Advancing Data Science in Official Statistics – The Policy Problem

In this article, we introduce a new approach for the US Census Bureau to produce statistical products using survey, administrative, procedural and opportunity data. This is the first in a series of four articles describing the development of the Curated Data Enterprise Framework.

Public Policy
Data Analysis
Data Integration
Curation
Statistical Products
Author

Sallie Keller, Stephanie Shipp, Vicki Lancaster and Joseph Salvo
University of Virginia

Published

November 1, 2024

Acknowledgments: This research was sponsored by the:
United States Census Bureau Agreement No. 01-21-MOU-06 and
Alfred P. Sloan Foundation Grant No. G-2022-19536



The views expressed in this artice are those of the authors and not the Census Bureau.

Introduction

Two centuries ago, when the Framers of the US Constitution laid the cornerstone for the federal statistical system, they could not have imagined the complexity of questions future generations would want to ask or the variety of data sources available to address them. Back in 1787, counting the population and apportioning state seats in the House of Representatives were the most urgent tasks before the young nation, and so a requirement for a decennial census was written into the Constitution. Now, 233 years later, the census continues to serve its original purpose – but purposes and uses for census data have exploded.

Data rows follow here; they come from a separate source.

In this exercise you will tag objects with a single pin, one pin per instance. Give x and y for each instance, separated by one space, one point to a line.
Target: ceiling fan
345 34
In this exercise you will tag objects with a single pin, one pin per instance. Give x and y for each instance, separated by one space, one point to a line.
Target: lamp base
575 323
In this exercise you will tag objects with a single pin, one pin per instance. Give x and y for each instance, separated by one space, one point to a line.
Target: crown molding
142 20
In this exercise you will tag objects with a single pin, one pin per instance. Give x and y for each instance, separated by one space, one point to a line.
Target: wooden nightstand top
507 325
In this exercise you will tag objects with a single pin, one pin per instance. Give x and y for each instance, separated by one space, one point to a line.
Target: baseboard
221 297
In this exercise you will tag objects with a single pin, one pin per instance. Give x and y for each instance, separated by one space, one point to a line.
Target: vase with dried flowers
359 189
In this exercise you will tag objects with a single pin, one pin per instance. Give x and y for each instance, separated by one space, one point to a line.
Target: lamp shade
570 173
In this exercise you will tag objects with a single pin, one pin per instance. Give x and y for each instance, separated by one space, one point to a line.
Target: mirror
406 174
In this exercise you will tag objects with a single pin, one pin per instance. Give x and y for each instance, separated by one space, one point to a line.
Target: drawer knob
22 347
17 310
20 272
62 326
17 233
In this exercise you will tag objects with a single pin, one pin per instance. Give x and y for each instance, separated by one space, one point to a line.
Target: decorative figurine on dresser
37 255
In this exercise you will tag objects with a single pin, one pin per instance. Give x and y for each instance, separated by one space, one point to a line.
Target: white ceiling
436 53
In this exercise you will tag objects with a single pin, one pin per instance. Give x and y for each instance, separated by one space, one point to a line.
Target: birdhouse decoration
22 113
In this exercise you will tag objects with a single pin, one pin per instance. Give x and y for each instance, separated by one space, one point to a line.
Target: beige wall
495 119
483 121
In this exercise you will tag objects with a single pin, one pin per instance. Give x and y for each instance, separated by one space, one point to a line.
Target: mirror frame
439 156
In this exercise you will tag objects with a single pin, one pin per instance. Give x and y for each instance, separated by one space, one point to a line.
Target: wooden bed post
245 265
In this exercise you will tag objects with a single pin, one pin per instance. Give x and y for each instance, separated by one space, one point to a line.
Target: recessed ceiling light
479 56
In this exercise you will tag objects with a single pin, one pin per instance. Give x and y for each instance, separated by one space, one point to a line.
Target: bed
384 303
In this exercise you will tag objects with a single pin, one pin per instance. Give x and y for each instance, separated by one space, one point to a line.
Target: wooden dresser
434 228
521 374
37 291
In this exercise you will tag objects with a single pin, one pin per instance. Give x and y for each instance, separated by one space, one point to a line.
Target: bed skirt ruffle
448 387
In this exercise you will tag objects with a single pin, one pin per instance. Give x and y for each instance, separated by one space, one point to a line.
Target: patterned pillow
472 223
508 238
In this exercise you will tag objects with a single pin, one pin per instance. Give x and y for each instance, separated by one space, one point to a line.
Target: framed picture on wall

Questions we now seek to answer go beyond what the census (or surveys) alone can hope to address. Even with the multitude of other surveys commissioned by today’s US Census Bureau, researchers and policymakers find themselves looking to novel sources of data – from structured numeric data in traditional databases to unstructured text documents scraped from the internet – to explore issues such as understanding how prepared nursing homes and communities are for extreme climate events,eg, hurricanes, wildfires, or floods. Wrangling these sources with traditionally designed data, such as censuses and surveys, can fill data gaps, improve the quality and usefulness of statistical products, speed up their dissemination, and inspire the creation of new types of statistical products.

That is the impetus for developing the Curated Data Enterprise (CDE), an innovation in data science aimed at creating statistical products from all data types and building the infrastructure to support them. The Curated Data Enterprise, as the name implies, includes an end-to-end curation model to capture the complete statistical product development process. The CDE is designed to enable data discovery and retrieval, data quality assessment across multiple and diverse sources of information, and the reuse of data and models over time to accelerate statistical product development. The US Census Bureau has partnered with the University of Virginia, a working group of former Census Bureau Directors, a Communication Director, and university, non-profit and industry experts to develop this approach.

The US Census Bureau

The US Census Bureau provides the latest official statistics, facts, and figures about America’s people, places, and economy. It collects data for 130 surveys annually and the decennial census that gives the Bureau its name. The US Census Bureau collects data from households, businesses, governments and non-profit organizations. For each survey, tabulations and margins of error are published in news releases and reports. Public-use microdata subject to disclosure rules are provided for household and demographic surveys. Microdata for economic and household surveys, without disclosure rules applied, are accessible to researchers through the Federal Statistical Research Data Centers.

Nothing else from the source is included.